There is a long tradition of metal bands using a near-dead or suppressed mother tongue as an act of defiance, and Litúrgia plant themselves firmly in it. I, the Barcelona band’s debut, is epic doom sung entirely in Catalan, six tracks that read like a grimoire of the region’s own myths: the damned nobleman of “Comte l’Arnau,” the cave of “La Cova,” the mountain pass of “El Pas dels Gosolans.” It is folk horror as doom metal, ritualistic and rooted in a specific patch of earth, and that sense of place is its greatest asset.

The sound is raw by design, blackened around the edges, atmospheric at its core, switching between guttural, declamatory vocals, low choral cleans and stretches of narrated Catalan that turn the songs into something closer to recited legend. When the band lean into atmosphere it works beautifully. “La Cova” is the standout, dramatically built around contrasts between dense doom passages, drifting synth themes and reduced spoken-word sections, and the closer “El Pas dels Gosolans” rides a warm, ritual live-room heaviness that breathes properly, refusing the modern loudness crush. The hypnotic instrumental outro of opener “Els Golluts” pulls the same trick, trading volume for space.

The hold-back is the mix, and it is a recurring one. A persistent overload in the low mids, roughly that 250 to 500 Hz band, leaves the fuzzed bass and downtuned guitars smearing into one muddy mass and robs the record of separation. Raw is a tradition in doom and a virtue here, but this is muddiness rather than rawness, and a couple of tracks make it worse by reaching for loudness: “El Cavaller de Milany” and “Comte l’Arnau” both run hot and sterile, the drums triggered and flat, the highs turning harsh and fatiguing in the densest choruses. The atmosphere survives it, but the music would hit harder with a clearer, more dynamic mix throughout, the kind the best tracks already prove the band can get.

I is a genuinely distinctive debut, the rare doom record built from a living regional mythology and sung in a language you almost never hear in the genre. The vision is strong, the ritual atmosphere is real, and the strongest tracks suggest a band with a sound entirely their own. A more transparent, consistent production is the main thing standing between this promising first chapter and something genuinely arresting. For anyone drawn to atmospheric, folk-haunted doom with a story to tell, it is well worth the descent.

I is raw, ritual epic doom with blackened and atmospheric edges, switching between guttural vocals, low choral cleans and narrated Catalan. At its best the production is dynamic and un-crushed, trading loudness for space: “La Cova” and the closer “El Pas dels Gosolans” have a warm, ritual live-room heaviness that breathes, and the instrumental outro of “Els Golluts” opens real atmosphere.

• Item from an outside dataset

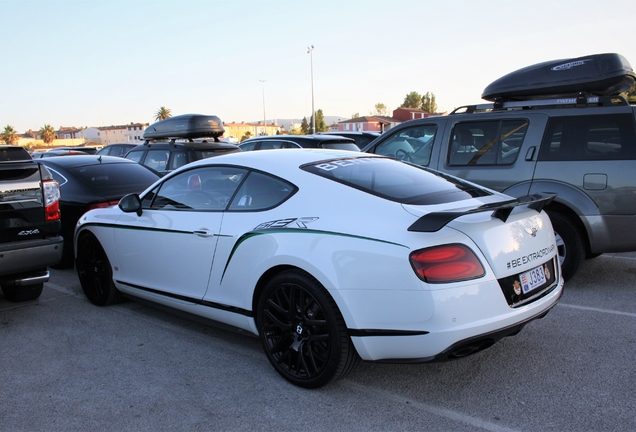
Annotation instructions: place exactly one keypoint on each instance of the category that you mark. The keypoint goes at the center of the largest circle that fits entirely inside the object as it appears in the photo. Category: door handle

The recurring problem is a heavy overload in the low mids, around 250 to 500 Hz, where the fuzzed bass and guitars smear together and cost the mix separation and transparency. A couple of tracks (“El Cavaller de Milany”, “Comte l’Arnau”) also push into hot, sterile, triggered-sounding territory that flattens the dynamics and turns harsh up top. The atmosphere and songwriting carry it; a clearer, more consistent mix would let it land much harder.